Subramaniam: You can probably go quite low on voltage for digital logic. We had a customer running digital logic at 600 millivolts. They could afford to do that because the chip runs at a very low frequency. If you’re willing to go with low performance, you can go to very low voltage on digital logic.
Allen: We’re not quite at the end of this road. Another thing to think about is how much charge is in a battery. That’s not really going to change that much. But there is still a lot of potential for architecture at the high end of the spectrum. Those guys can probably learn a lot.
Zarr: Even architectures that scale frequency will find benefit.

LPD: Is there a limit to how far down we want to go down the Moore’s Law roadmap, though?
Subramaniam: There is definitely a tradeoff. Only those with high-volume products will be willing to go to the next step.
Zarr: You never know until the next materials come out. They’re just continuing with strained silicon techniques and SOI.
Subramaniam: There are still a lot of designs done in 0.25 micron and 0.18 micron today. TSMC has not retired a single process since its inception. People will be willing to go back to older nodes if it helps them, but it doesn’t really help with power because they consume more power.

LPD: How do more restrictive design rules affect all of this?
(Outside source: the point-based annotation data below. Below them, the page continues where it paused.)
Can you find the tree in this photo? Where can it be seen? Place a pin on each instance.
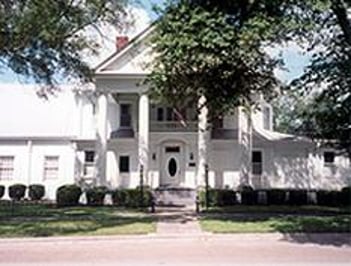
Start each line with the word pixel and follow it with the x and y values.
pixel 216 50
pixel 44 39
pixel 328 77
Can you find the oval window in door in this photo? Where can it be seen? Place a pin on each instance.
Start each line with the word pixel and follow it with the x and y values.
pixel 172 167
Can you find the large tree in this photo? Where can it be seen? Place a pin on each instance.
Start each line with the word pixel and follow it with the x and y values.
pixel 217 50
pixel 44 39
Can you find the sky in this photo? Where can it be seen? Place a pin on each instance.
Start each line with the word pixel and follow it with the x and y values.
pixel 142 14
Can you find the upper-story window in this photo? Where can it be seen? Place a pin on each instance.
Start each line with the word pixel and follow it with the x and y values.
pixel 6 167
pixel 267 118
pixel 126 117
pixel 329 158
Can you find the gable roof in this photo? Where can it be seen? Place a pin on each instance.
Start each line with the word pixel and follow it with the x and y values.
pixel 103 67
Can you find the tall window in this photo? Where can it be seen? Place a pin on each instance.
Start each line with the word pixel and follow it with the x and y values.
pixel 124 164
pixel 89 158
pixel 126 118
pixel 6 167
pixel 51 167
pixel 257 163
pixel 267 118
pixel 329 158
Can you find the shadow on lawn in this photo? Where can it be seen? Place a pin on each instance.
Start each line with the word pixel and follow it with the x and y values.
pixel 303 229
pixel 67 221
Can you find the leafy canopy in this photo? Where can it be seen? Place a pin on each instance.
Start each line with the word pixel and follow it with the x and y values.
pixel 43 39
pixel 217 50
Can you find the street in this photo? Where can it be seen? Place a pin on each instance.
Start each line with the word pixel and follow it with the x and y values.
pixel 202 249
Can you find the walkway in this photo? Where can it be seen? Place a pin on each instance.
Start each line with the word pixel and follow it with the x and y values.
pixel 177 221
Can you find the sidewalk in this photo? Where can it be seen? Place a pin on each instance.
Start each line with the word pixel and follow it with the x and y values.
pixel 177 221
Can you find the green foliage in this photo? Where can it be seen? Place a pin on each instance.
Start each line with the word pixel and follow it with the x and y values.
pixel 218 197
pixel 297 197
pixel 204 48
pixel 96 196
pixel 68 195
pixel 131 197
pixel 44 40
pixel 2 191
pixel 36 192
pixel 17 191
pixel 276 196
pixel 329 198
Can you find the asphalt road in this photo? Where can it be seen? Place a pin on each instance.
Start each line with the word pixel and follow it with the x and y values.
pixel 245 249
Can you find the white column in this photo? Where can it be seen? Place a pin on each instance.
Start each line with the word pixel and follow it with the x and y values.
pixel 245 140
pixel 203 141
pixel 143 134
pixel 101 140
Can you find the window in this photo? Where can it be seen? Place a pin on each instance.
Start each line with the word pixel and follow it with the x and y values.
pixel 89 158
pixel 6 167
pixel 329 158
pixel 257 163
pixel 126 120
pixel 267 118
pixel 51 167
pixel 124 164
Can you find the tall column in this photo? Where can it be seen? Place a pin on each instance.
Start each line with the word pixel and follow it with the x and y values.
pixel 245 140
pixel 101 140
pixel 143 135
pixel 203 141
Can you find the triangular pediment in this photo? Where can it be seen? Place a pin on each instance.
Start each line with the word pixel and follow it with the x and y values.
pixel 133 59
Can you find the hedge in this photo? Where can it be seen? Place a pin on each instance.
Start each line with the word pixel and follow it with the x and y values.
pixel 96 196
pixel 131 197
pixel 218 197
pixel 17 191
pixel 275 196
pixel 68 195
pixel 2 191
pixel 36 192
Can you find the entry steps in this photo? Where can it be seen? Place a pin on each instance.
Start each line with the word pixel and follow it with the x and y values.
pixel 175 196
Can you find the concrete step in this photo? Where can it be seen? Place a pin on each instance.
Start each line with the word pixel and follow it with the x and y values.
pixel 175 196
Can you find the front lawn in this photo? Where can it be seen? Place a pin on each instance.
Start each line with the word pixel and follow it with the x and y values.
pixel 45 220
pixel 284 219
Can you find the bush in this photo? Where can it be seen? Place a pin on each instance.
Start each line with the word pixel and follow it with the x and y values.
pixel 345 196
pixel 131 197
pixel 218 197
pixel 68 195
pixel 17 191
pixel 36 192
pixel 276 196
pixel 96 196
pixel 248 195
pixel 328 197
pixel 297 197
pixel 2 191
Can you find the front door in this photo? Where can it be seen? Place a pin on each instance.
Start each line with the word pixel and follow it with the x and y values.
pixel 172 164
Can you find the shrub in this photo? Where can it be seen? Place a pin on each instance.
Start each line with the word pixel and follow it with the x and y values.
pixel 329 197
pixel 345 196
pixel 2 191
pixel 96 196
pixel 297 197
pixel 131 197
pixel 218 197
pixel 36 192
pixel 68 195
pixel 248 195
pixel 17 191
pixel 276 196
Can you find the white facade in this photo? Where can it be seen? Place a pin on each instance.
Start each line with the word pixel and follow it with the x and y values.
pixel 113 134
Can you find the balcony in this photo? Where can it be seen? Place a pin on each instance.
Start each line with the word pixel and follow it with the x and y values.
pixel 173 126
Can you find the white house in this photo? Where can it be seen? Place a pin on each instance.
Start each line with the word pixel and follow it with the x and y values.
pixel 112 133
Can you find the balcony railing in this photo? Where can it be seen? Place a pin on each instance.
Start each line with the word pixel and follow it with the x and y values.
pixel 173 126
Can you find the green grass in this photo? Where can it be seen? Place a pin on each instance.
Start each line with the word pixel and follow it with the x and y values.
pixel 283 224
pixel 43 220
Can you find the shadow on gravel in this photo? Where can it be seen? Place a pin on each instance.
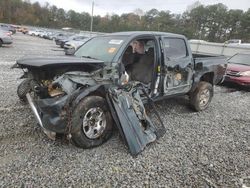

Carlson: That will drive a renaissance in architecture. The process guys will quit solving the problem for you, and you have to be more clever about everything. You can’t just say you’re going to use the next-generation LP process and think you won’t have a problem with it.
Allen: There have been a number of times where the design guys said, ‘Leakage is going to kill us,’ and the process guys said, ‘Don’t worry about it.’ Then it scales to the next generation and it’s something else. The process guys may save us, but they won’t be able to save us forever.
Zarr: Somewhere along the line we’ll have to change materials, whether it’s carbon or something else. Everyone’s trying to avoid making that kind of investment.